Health Secretary Jeremy Hunt has unveiled a range of new measures to boost safety and transparency in the NHS, including an independent Healthcare Safety Investigation Branch and legal protection for anyone giving information following a hospital mistake.

Announcing the plans at the first ministerial-level Global Patient Safety Summit this week, Hunt stressed that those co-operating with investigations will be supported and protected to speak up to help bring new openness to the NHS’s response to tragic mistakes.

From April 2018, expert medical examiners will independently review and confirm the cause of all deaths, as originally recommend by the Shipman Inquiry and subsequently by Robert Francis following the safety scandal at Mid Staffs, in the first real shake-up of the system for more than 50 years.

“To deliver a safer NHS for patients, seven days a week, we need to unshackle ourselves from a quick-fix blame culture and acknowledge that sometimes bad mistakes can be made by good people,” said Hunt. “Every week there are potentially 150 avoidable deaths in our hospitals and it is up to us all to make the need for whistleblowing and secrecy a thing of the past as we reform the NHS and its values and move from blaming to learning”.

Also under the new plans, NHS Improvement will publish the first annual ‘Learning from mistakes league’ under which NHS provider organisations will be ranked on their level of openness and transparency for the first time. According to this year’s league This year’s league shows that 120 organisations were rated as outstanding or good, 78 had significant concerns and 32 had a poor reporting culture.
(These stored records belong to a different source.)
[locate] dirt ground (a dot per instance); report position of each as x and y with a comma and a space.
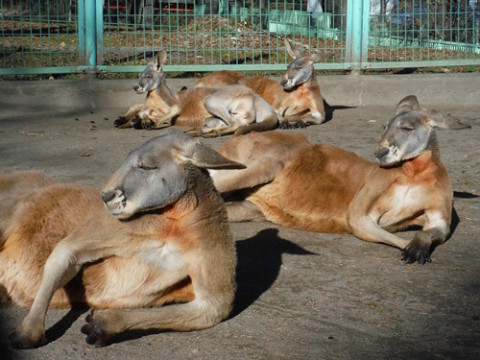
300, 295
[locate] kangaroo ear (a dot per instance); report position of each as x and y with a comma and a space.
292, 49
205, 157
443, 121
408, 103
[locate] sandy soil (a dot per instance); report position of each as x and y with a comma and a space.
300, 295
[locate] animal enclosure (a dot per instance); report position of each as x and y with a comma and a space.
75, 36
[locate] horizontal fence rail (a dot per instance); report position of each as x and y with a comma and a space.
67, 36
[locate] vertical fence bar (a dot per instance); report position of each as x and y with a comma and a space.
99, 48
357, 34
82, 52
91, 34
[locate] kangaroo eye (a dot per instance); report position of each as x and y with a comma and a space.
407, 127
146, 167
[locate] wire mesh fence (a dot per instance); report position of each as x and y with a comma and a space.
63, 36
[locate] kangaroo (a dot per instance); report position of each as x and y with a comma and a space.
222, 111
296, 99
157, 234
323, 188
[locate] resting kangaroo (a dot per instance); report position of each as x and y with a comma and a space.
323, 188
230, 109
296, 99
157, 234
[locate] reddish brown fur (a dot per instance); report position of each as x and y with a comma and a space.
327, 189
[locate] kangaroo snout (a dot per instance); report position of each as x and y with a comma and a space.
381, 151
108, 195
139, 89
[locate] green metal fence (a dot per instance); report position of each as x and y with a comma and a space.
67, 36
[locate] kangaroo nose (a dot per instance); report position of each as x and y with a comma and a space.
108, 195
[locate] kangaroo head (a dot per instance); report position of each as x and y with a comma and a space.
153, 76
300, 70
159, 173
407, 135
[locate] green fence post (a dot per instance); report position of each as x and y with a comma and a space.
99, 33
91, 34
82, 58
357, 34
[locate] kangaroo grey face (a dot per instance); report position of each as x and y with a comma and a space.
405, 137
298, 72
149, 79
149, 178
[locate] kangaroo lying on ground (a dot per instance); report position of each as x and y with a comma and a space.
296, 99
230, 109
157, 234
323, 188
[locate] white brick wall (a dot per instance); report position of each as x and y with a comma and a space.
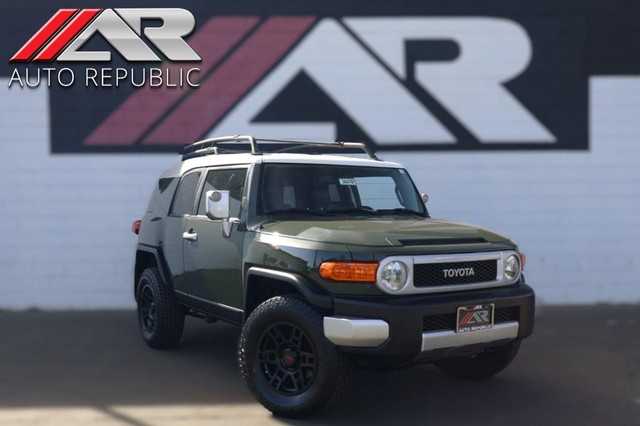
65, 239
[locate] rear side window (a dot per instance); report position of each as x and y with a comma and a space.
185, 195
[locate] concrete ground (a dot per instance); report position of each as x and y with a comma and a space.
582, 366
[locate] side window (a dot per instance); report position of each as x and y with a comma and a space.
185, 195
231, 180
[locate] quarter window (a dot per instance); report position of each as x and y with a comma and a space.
185, 195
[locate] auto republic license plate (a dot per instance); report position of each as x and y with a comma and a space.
474, 318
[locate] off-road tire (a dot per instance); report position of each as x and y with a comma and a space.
160, 316
480, 366
332, 371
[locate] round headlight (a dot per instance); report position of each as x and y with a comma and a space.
394, 276
511, 267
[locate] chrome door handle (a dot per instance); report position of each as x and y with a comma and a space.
190, 236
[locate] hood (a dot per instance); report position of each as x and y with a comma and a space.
383, 232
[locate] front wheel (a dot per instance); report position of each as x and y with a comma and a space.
286, 361
480, 366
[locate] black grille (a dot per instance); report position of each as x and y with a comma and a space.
433, 274
448, 321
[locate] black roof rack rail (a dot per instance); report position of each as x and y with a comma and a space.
244, 143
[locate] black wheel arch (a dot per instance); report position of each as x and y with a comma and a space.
149, 257
262, 284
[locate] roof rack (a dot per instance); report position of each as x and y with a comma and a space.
244, 143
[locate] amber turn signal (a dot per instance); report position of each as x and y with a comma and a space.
362, 272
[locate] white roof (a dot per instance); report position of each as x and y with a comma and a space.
233, 159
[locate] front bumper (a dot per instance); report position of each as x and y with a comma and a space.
398, 327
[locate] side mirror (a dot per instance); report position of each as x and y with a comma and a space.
217, 204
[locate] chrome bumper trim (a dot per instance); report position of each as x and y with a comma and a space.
361, 333
451, 339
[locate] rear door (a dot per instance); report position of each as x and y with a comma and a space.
213, 263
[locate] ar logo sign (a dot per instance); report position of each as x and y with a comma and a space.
361, 64
64, 34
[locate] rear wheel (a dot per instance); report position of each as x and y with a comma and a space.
286, 361
479, 366
160, 316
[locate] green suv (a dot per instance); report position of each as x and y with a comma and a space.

Elsewhere, guidance for the General Medical Council and Nursing and Midwifery Council will be updated so that a professional tribunal will give healthcare professionals credit for honesty about mistakes, just as it will hand out sanctions for covering up any errors.

NHS England will work with the Royal College of Physicians to develop a standardised method for reviewing the records of patients who have died in hospital, and England will become the first country in the world to publish estimates by every hospital trust of their own - non-comparable - avoidable mortality rates, the Department of Health noted.

Avoidable harm too high

The announcement came as two reports published by researchers at Imperial College London show that avoidable harm to patients in the UK is still too high, and urge healthcare providers to foster a more open and transparent culture to boost the safety of care.

The first, which investigated the current system used by NHS staff to report patient safety incidents, the National Reporting and Learning System (NRLS), highlights issues around under-reporting of safety incidents and concerns within the system's structure, which it argued have restricted its efficacy in driving safety improvement.

"The UK has one of the biggest incident reporting systems in the world. But despite this, evidence suggests that as little as 5 per cent of patient safety incidents are reported,” said Erik Mayer, lead author of the report, from the Department of Surgery and Cancer at Imperial. “This is often related to the culture of institutions and the culture of medicine. For instance, staff may witness an incident that should be reported, but are hesitant to do so for fear of repercussions.”

The second report, Patient Safety 2030, advocates use of a ‘toolbox’ to improve patient safety, which should include greater use of digital technology providing, ramping up training and education, and strengthening leadership at all levels. But the authors also stress that interventions must be engineered with the whole system in mind.

“Although we currently face many changes - such as increasingly complex patient cases and limited resources – we must focus on creating safer environments for patients,” said Ara Darzi, director of the NIHR Imperial PSTRC and senior author of the reports. “This should involve a systems-based approach, and coordinating action across all levels of the political and health systems. We also must ensure patients and staff are integral to any solution, and not just seen as victims or culprits.”